Abstract

In generative modeling of neuroimaging data, such as dynamic causal modeling (DCM), one typically considers several alternative models, either to determine the most plausible explanation for observed data (Bayesian model selection) or to account for model uncertainty (Bayesian model averaging). Both procedures rest on estimates of the model evidence, a principled trade-off between model accuracy and complexity.

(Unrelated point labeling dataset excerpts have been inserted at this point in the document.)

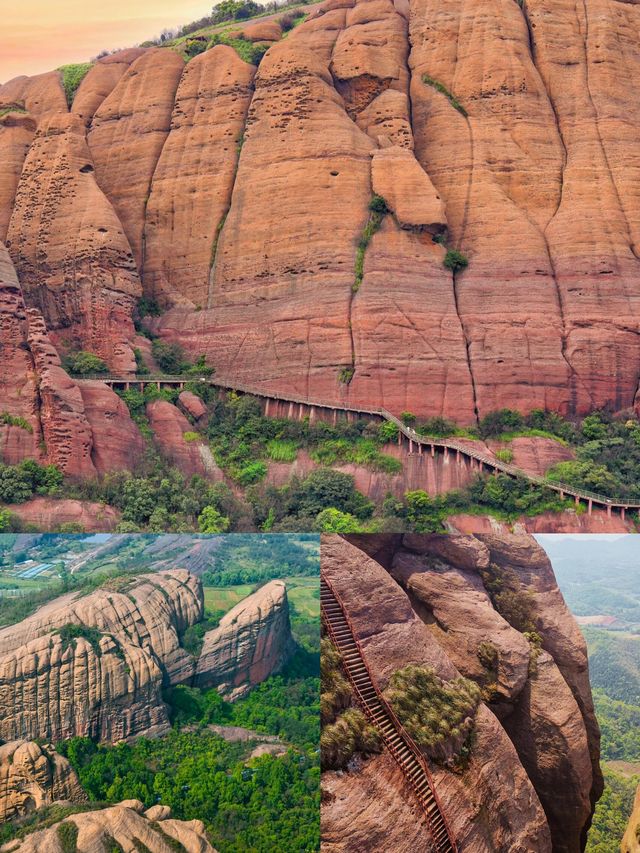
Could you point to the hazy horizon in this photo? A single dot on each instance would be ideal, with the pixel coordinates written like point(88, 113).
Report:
point(39, 36)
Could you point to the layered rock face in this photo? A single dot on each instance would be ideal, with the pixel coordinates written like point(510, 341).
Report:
point(244, 194)
point(127, 825)
point(96, 665)
point(631, 840)
point(532, 776)
point(252, 641)
point(104, 683)
point(33, 776)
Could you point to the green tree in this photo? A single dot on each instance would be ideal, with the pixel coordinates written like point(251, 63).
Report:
point(212, 521)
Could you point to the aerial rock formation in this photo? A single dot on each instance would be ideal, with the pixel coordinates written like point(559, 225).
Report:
point(96, 665)
point(631, 840)
point(126, 825)
point(104, 679)
point(252, 641)
point(32, 776)
point(532, 776)
point(238, 199)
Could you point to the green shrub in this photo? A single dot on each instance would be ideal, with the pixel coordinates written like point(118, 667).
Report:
point(387, 431)
point(510, 598)
point(211, 520)
point(455, 260)
point(170, 358)
point(439, 427)
point(499, 422)
point(349, 734)
point(440, 87)
point(251, 473)
point(15, 420)
point(378, 204)
point(430, 709)
point(282, 450)
point(72, 76)
point(246, 50)
point(68, 837)
point(331, 520)
point(82, 363)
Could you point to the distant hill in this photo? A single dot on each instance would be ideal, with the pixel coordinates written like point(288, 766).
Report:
point(598, 575)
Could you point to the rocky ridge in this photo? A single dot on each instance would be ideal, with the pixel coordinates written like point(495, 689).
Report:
point(127, 825)
point(252, 641)
point(532, 776)
point(239, 198)
point(119, 646)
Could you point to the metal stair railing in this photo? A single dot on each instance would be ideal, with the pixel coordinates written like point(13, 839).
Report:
point(401, 746)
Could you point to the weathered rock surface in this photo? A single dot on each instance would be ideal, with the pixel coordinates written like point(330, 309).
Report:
point(192, 405)
point(108, 688)
point(546, 750)
point(462, 116)
point(72, 257)
point(170, 426)
point(127, 825)
point(252, 641)
point(117, 442)
point(127, 134)
point(50, 513)
point(32, 776)
point(191, 188)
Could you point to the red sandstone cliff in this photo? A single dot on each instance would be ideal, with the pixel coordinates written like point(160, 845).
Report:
point(532, 776)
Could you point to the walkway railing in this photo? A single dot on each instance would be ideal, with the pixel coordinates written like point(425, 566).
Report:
point(398, 741)
point(414, 437)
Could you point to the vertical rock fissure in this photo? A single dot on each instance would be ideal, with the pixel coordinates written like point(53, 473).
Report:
point(223, 218)
point(585, 38)
point(143, 246)
point(575, 378)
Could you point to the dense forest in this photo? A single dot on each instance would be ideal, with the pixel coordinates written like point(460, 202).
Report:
point(262, 803)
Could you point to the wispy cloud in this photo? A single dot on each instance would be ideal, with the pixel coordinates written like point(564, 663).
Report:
point(38, 35)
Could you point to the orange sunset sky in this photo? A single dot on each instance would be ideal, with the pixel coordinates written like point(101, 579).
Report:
point(38, 35)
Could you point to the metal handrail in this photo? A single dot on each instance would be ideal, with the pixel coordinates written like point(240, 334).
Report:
point(404, 734)
point(408, 432)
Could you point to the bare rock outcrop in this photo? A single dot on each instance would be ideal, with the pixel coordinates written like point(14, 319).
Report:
point(32, 776)
point(190, 454)
point(191, 191)
point(252, 641)
point(72, 257)
point(104, 678)
point(631, 839)
point(432, 607)
point(127, 825)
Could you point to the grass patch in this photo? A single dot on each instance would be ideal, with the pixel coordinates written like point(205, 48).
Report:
point(5, 109)
point(15, 420)
point(455, 260)
point(68, 837)
point(440, 87)
point(433, 711)
point(72, 76)
point(246, 50)
point(282, 450)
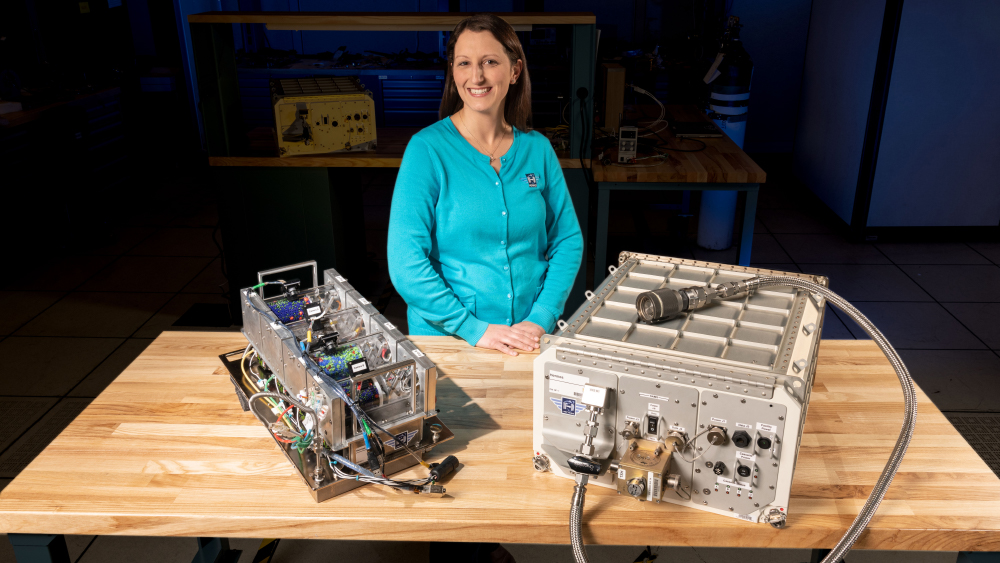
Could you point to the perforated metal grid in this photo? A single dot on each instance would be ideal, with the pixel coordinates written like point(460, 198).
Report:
point(982, 432)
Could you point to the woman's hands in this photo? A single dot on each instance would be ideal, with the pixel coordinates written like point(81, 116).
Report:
point(509, 339)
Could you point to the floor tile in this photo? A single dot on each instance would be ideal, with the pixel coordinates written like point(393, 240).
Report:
point(869, 282)
point(766, 249)
point(210, 280)
point(96, 314)
point(147, 273)
point(120, 240)
point(990, 250)
point(833, 327)
point(110, 368)
point(20, 307)
point(792, 221)
point(75, 545)
point(931, 253)
point(920, 326)
point(957, 284)
point(61, 273)
point(957, 380)
point(177, 306)
point(179, 241)
point(19, 455)
point(19, 414)
point(981, 319)
point(829, 249)
point(51, 366)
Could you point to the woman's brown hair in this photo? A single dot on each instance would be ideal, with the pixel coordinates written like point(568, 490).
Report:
point(517, 104)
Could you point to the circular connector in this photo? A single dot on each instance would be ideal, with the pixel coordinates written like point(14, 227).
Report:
point(717, 436)
point(741, 439)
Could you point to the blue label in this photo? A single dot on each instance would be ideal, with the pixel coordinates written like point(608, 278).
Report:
point(569, 406)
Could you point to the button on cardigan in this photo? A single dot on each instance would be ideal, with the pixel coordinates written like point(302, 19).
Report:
point(469, 247)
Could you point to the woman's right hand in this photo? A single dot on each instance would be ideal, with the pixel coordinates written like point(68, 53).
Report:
point(507, 339)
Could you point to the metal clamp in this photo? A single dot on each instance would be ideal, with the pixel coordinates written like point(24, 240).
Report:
point(260, 275)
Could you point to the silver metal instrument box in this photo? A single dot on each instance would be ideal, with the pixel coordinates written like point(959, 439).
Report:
point(379, 368)
point(705, 410)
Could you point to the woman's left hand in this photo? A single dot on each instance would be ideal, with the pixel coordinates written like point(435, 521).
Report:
point(529, 328)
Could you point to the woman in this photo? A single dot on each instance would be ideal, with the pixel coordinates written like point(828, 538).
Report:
point(483, 241)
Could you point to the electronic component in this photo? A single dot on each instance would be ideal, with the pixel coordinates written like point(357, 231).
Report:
point(712, 372)
point(628, 137)
point(322, 115)
point(345, 394)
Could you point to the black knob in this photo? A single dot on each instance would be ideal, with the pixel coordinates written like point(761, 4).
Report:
point(741, 439)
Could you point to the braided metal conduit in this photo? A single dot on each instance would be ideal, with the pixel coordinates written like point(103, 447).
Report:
point(895, 458)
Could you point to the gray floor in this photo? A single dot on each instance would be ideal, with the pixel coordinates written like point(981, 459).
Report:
point(101, 304)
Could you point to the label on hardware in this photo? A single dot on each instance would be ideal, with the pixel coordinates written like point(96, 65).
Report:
point(569, 378)
point(561, 388)
point(732, 483)
point(653, 490)
point(569, 406)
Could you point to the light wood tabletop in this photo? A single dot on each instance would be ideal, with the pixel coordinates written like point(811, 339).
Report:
point(166, 450)
point(722, 161)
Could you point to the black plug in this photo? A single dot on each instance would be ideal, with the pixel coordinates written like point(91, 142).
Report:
point(443, 469)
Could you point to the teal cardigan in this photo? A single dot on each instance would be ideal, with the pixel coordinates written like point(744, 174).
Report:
point(469, 247)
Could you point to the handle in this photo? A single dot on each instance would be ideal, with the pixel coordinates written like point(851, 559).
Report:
point(260, 275)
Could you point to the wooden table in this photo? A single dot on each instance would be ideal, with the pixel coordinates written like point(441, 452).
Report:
point(722, 165)
point(167, 451)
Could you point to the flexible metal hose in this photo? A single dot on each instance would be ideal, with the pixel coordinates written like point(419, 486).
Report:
point(895, 458)
point(909, 407)
point(575, 515)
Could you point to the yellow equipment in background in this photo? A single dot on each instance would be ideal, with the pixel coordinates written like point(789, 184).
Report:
point(321, 115)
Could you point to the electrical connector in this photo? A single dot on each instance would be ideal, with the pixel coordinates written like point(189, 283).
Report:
point(432, 490)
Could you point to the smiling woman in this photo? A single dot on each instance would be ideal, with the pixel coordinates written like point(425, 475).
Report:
point(484, 243)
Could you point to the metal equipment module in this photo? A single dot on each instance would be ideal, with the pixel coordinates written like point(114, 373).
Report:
point(323, 115)
point(348, 398)
point(688, 382)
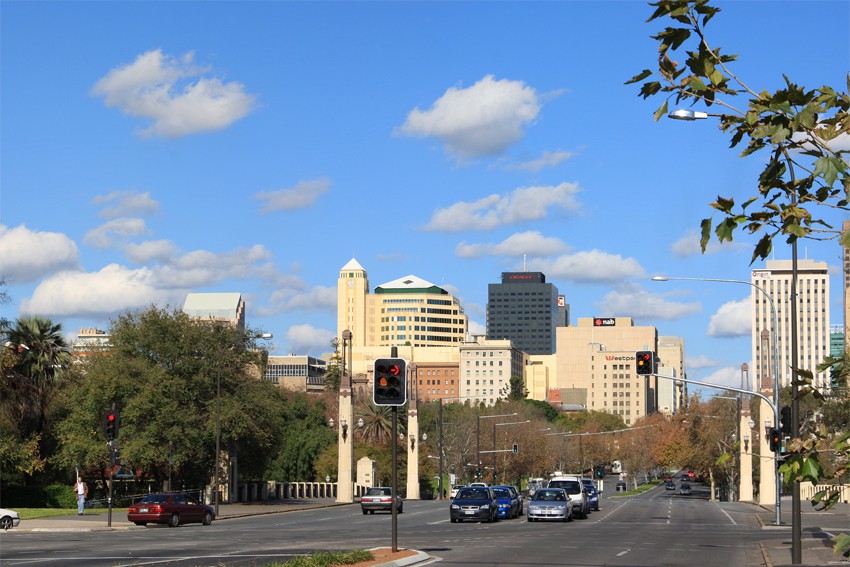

In the context of DCM, the log evidence is usually approximated using variational Bayes. Although this approach is highly efficient, it makes distributional assumptions and is vulnerable to local extrema. This paper introduces the use of thermodynamic integration (TI) for Bayesian model selection and averaging in the context of DCM. TI is based on Markov chain Monte Carlo sampling which is asymptotically exact but orders of magnitude slower than variational Bayes. In this paper, we explain the theoretical foundations of TI, covering key concepts such as the free energy and its origins in statistical physics. Our aim is to convey an in-depth understanding of the method starting from its historical origin in statistical physics. In addition, we demonstrate the practical application of TI via a series of examples which serve to guide the user in applying this method. Furthermore, these examples demonstrate that, given an efficient implementation and hardware capable of parallel processing, the challenge of high computational demand can be overcome successfully. The TI implementation presented in this paper is freely available as part of the open source software TAPAS.

Highlights

  • Dynamic causal models (DCMs) are generative models that serve to infer latent neurophysiological processes and circuit properties—e.g., the effective connectivity between neuronal populations—from neuroimaging measurements such as functional magnetic resonance imaging or magneto-/electroencephalography (M/EEG) data (David et al 2006; Friston et al 2003)

  • Starting from the free energy, we show how key concepts from information theory have developed from their counterparts in statistical physics, motivating the use of thermodynamic integration (TI) and providing a link to the variational Bayes approach conventionally used in DCM to approximate the log model evidence (LME)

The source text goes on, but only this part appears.